Welcome to our community

Be a part of something great, join today!

Root or ratio test

Fernando Revilla

Well-known member
MHB Math Helper
Jan 29, 2012
661
I quote a question from Yahoo! Answers

Σ(-x/10)^(2k) how do I find the interval of convergence using the root or ratio test?
I have given a link to the topic there so the OP can see my response.
 

Fernando Revilla

Well-known member
MHB Math Helper
Jan 29, 2012
661
We can express $\displaystyle\sum_{k=0}^{\infty}\left(\frac{-x}{10}\right)^{2k}=\sum_{k=0}^{\infty}\left(\frac{x^2}{100}\right)^{k}.$ Then,

$(a)$ Considering this series as a geometric series:
$$\left| \frac{x^2}{100} \right|<1\Leftrightarrow x^2<100\Leftrightarrow |x|<10$$
and the series is convergent iff $|x|<10.$

$(b)$ Using the ratio test:
$$\lim_{k\to \infty}\;\left| \left(\frac{x^2}{100}\right)^{k+1} \left(\frac{100}{x^2}\right)^{k} \right|=\frac{x^2}{100}<1\Leftrightarrow |x|<10$$
So, the series is convergent if $|x|<10$ and divergent if $|x|>10.$ If $x=\pm 1$ we get $\displaystyle\sum_{k=0}^{\infty}1=1+1+\ldots$ (divergent).

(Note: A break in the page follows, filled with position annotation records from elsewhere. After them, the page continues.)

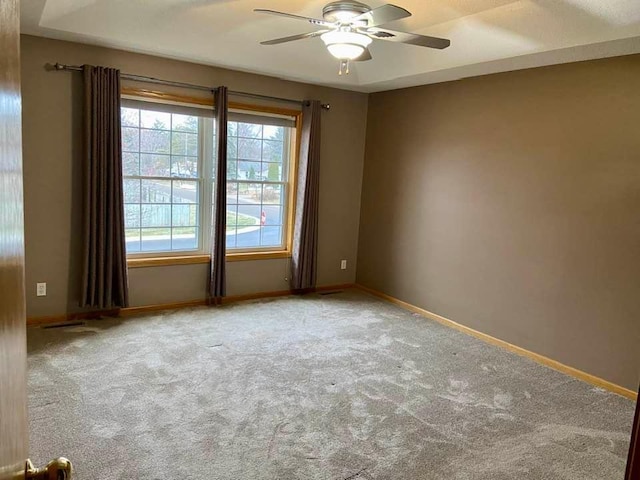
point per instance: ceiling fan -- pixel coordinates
(348, 28)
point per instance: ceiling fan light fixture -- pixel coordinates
(345, 45)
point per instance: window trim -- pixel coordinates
(143, 259)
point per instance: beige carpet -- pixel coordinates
(340, 386)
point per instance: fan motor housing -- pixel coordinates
(343, 10)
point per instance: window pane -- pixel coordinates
(232, 169)
(130, 139)
(130, 164)
(185, 215)
(130, 117)
(162, 215)
(185, 191)
(155, 165)
(131, 191)
(157, 120)
(272, 151)
(155, 191)
(271, 236)
(184, 238)
(184, 123)
(156, 239)
(274, 171)
(272, 132)
(249, 149)
(184, 167)
(232, 147)
(132, 239)
(155, 215)
(232, 193)
(155, 141)
(249, 170)
(249, 130)
(184, 143)
(131, 215)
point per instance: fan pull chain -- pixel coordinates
(344, 67)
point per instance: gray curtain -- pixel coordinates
(305, 229)
(104, 279)
(217, 281)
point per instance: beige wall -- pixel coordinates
(511, 203)
(52, 143)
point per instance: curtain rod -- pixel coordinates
(140, 78)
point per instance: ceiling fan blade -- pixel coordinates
(409, 38)
(313, 21)
(292, 38)
(365, 57)
(381, 15)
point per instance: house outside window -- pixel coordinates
(169, 163)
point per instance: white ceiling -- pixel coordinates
(487, 36)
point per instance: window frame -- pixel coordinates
(147, 259)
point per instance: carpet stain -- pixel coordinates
(333, 387)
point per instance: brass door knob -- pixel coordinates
(58, 469)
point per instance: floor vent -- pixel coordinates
(62, 325)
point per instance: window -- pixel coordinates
(168, 168)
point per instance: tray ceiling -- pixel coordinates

$(c)$ Using the root test:
$$\lim_{k\to \infty}\;\left| \left(\frac{x^2}{100}\right)^{k} \right|^{1/k}=\frac{x^2}{100}<1\Leftrightarrow |x|<10$$
So, the series is convergent if $|x|<10$ and divergent if $|x|>10.$

The interval of convergence is $(0,1).$